Friday, 19 July 2019

How London Grounded Themselves In Stage 3 & Need To Take Flight In Stage 4

When you think of how good the London Spitfire is, your first thoughts are likely taking you back to stage 1 and 2 of 2018, the incredible stomping during the playoffs when they took aim at the Gladiators, Valiant and Fusion on their to winning the inaugural season and the fact they have at least 3 world-class players in their positions in Fury, Gesture, and Profit. 

It's very unlikely you're going to think much about their performances in the 2019 season because despite showing signs of flight in stage 2, which ended when they stalled their engines against the Hangzhou Spark. London has not been the team we all expected this season and while the introduction of the 2-2-2 composition lock can't come quickly enough, the Spitfire has wasted a golden opportunity to dominate here in stage 3.

With the teams being informed about the composition lock for stage 4, it actually allowed them to gradually move away from standard Goats into trying different compositions. The first being Sombra Goats and the other was 3 DPS compositions. It was astonishing to see London not stick with Sombra Goats or 3 DPS composition for as long as they should have in stage 3. Considering that they were both compositions that were perfect for the DPS players they have and would have given the Spitfire their best chance to win.

While it would have resulted in Fury, who has been the Spitfire's best player this season, being benched for the stage and that is a compelling enough counter-argument. It would have allowed London to play a composition that the team would not only have been comfortable for them to play but would have utilised the strength and depth that they have in their DPS player. It would have likely resulted with London being one of, if not the top team going into the playoffs. Instead, their reluctance to change compositions until it was too late, meant that the Spitfire missed their 4th stage playoffs in 7 attempts.

Whether there was little chemistry between Guard and the starting 6 he would have played with, I honestly can not understand the thought process that London's head coach Kwang-Bok "Coach815" Kim had when deciding not playing Guard. Guard's ability on Sombra is notorious throughout the league and there are numerous people inside the league that agrees with the line of thinking that he is the best Sombra player the Overwatch League has. So how is it that multiple General Managers from the league's other teams, can see what London was missing when asked about the Spitfire’s problems, but that a coach with 815's experience could not.

A key example of this was during the first game versus the New York Excelsior, who are a team that excels in picking up new meta’s quickly and using them well during the regular part of the season, managed to put the returning Sayoelbe on Sombra and benched their star off Tank MeKo to allow them to play this meta. London played Sombra goats on the games first map Illios with Profit instead of Guard. When they lost that first map, they reverted back to standard Goats for the rest of the game and got ran over by the Excelsior.

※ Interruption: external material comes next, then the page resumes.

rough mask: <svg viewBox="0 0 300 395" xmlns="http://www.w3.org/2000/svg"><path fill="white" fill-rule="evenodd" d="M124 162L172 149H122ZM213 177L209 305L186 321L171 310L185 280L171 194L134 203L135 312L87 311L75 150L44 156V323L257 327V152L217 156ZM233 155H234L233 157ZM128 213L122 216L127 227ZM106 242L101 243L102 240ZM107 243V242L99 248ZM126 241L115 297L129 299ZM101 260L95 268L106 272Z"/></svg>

In their second game against NYXL, London did venture into the realms of 3DPS. However, they forced both Fury and Profit on to heroes that they are not known for. Had the team chosen to play Guard, it would have meant that while Birdring could focus on playing Widowmaker, Profit would have been able to play Pharah, a champion that he has improved on quite considerably since stage 4 last season and it would have allowed Guard to be the Sombra specialist that he is known for. 

On maps such as Eichenwalde, London moved Birding on to Hanzo while Fury played Pharah and Profit, who played Hanzo during the end of season playoffs in the 2019 season stayed on Sombra. In this situation, it would have been more beneficial to have had Profit on the Hanzo and Guard to have played Sombra. I am not sure what the overall reason for the lack of Guard was, but it seems that potential errors like not playing Guard in his perfect meta, or underestimating the Spark as they did in stage 4 after a 6-1 regular season, have cost London multiple times this season. 

While stage 3 and most of this season has to be seen as a disappointment, compared to the levels of performance that were expected of them. Stage 4 gives London the opportunity to redeem themselves and show some of the reasons why they are the reigning and defending champions of the Overwatch League. With the Goats meta finally going and the 2-2-2 Role Lock coming into force, London will be able to play around the strength and depth they have in the DPS position, both Bunker and Double Sniper (the meta that London won the 2018 season on) are the top candidates to take over as the new meta, and they are compositions that London excel at!

London will be able to see Profit on his famous, Genji, Tracer and Hanzo, will be able to see Birdring return to Widowmaker, the hero that he was able to play to an incredible level during stage 2 of 2018, allow Gesture to get away from Reinhardt and on to Orisa or Winston, which he is more comfortable on and Fury who can learn and play any hero as well as Profit does likely to pick up Roadhog for the Halt & Hook combinations that are a sight to see if Bunker does make an appearance.

They should also be able to use stage 4 as their springboard away from the play-in tournament places and into the top 6, to qualify for the end of season playoffs. Their schedule is one that allows them to do so as well. With Dallas, Toronto, Guangzhou, Florida, Vancouver, Houston and Atlanta before a bye week, they have a good chance to have a good stage with only the renewal of the Haksal/Bumper & Gesture/Profit rematch from the Apex season 4 finals. London has little to no excuse to not be automatically playing in the end of season playoffs. Even if they make the play-in tournament, this season will be seen as a failure if they don’t win it all.